The more stuff goes wrong in the fridge, the wearier I get about tidying it up. Once the first thing goes bad, I feel like I've failed. Again. I feel guilty because of the food that went to waste. I also feel like I've let myself and everyone in the household down.

So, I disengage and look away. I stop looking at the fridge and shove things further into the back of the shelves. It gets really angsty eventually.

The relief when I finally clean out the fridge is ridiculous. Every time it's a colossal weight off my shoulders. Especially since it is usually not nearly as bad as I had imagined and throwing things out does not take a lot of time.

You know how sometimes you don't call a friend for weeks because you feel like you've let them down? When you finally call, they are just glad to hear from you and you suddenly realise that all the drama you built up in your head is unnecessary.

That's me and the fridge.

The patterns doesn't only apply to me and the fridge or me and other people, though. I think the same mechanism is what prevents me from getting back into the game when we have skipped my yoga, lost my journalling streak, or dropped the ball on something I wanted to do.

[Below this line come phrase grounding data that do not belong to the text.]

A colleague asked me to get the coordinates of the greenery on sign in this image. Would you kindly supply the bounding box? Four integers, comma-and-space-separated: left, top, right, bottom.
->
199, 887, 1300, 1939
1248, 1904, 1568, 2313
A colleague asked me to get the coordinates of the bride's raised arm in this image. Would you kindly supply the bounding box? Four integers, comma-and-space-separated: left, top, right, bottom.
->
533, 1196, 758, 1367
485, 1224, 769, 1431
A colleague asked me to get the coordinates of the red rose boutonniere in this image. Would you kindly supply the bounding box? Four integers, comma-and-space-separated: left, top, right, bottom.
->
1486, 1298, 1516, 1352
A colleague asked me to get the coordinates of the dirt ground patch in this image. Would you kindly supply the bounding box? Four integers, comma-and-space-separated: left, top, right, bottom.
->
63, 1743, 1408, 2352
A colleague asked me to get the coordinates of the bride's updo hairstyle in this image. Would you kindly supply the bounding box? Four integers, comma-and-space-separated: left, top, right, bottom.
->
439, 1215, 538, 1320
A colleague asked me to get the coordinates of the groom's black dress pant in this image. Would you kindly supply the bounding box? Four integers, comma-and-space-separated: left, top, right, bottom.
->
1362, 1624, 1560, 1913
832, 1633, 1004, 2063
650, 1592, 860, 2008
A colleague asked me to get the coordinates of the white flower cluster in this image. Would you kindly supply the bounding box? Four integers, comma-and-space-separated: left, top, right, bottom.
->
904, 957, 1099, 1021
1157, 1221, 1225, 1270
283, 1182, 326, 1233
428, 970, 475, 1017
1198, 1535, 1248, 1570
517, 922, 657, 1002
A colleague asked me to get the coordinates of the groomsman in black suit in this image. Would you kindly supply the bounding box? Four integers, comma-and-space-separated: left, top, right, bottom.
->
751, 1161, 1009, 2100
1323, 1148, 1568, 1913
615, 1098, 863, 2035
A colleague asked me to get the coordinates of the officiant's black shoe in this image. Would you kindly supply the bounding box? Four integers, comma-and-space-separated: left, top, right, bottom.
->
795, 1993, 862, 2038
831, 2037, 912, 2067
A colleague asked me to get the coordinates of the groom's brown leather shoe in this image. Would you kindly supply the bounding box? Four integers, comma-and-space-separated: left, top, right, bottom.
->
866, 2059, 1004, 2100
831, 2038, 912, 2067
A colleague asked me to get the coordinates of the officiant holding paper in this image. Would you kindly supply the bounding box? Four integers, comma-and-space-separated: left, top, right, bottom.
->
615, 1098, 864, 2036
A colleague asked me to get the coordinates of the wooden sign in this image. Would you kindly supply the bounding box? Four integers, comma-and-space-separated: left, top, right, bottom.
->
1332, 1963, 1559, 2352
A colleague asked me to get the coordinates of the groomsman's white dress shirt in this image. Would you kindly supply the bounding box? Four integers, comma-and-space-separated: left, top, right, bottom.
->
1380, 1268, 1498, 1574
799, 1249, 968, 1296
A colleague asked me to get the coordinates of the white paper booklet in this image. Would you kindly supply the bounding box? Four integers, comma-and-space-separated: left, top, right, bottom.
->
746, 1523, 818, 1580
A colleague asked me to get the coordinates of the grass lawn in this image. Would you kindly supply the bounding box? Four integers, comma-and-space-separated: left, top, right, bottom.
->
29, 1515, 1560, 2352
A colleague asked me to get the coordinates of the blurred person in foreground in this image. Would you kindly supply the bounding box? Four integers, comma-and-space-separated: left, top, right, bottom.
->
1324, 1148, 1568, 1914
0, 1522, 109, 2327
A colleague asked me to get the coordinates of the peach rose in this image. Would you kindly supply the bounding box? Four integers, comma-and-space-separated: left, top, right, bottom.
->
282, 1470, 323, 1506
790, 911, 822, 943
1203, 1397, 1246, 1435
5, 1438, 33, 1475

I always thought that it was the feeling of "now I have failed and it is not worth doing anymore" that was keeping me from just getting back into things. But that's not it.

It's that I feel guilty about dropping the habit so I am weary of re-engaging with myself. In a sense, I am afraid that I’ll be angry at myself if I admit that I have skipped a day of whatever it is I wanted to do.

Of course, all the guilt and weariness immediately go away when I clean out the fridge, go back to journaling, or do a spot of yoga. Because the reality is, I am not angry at myself anymore. It’s just that my guilty brain hasn’t caught up with the news yet.

It takes time to let go of the imaginary “you’ve let me down”.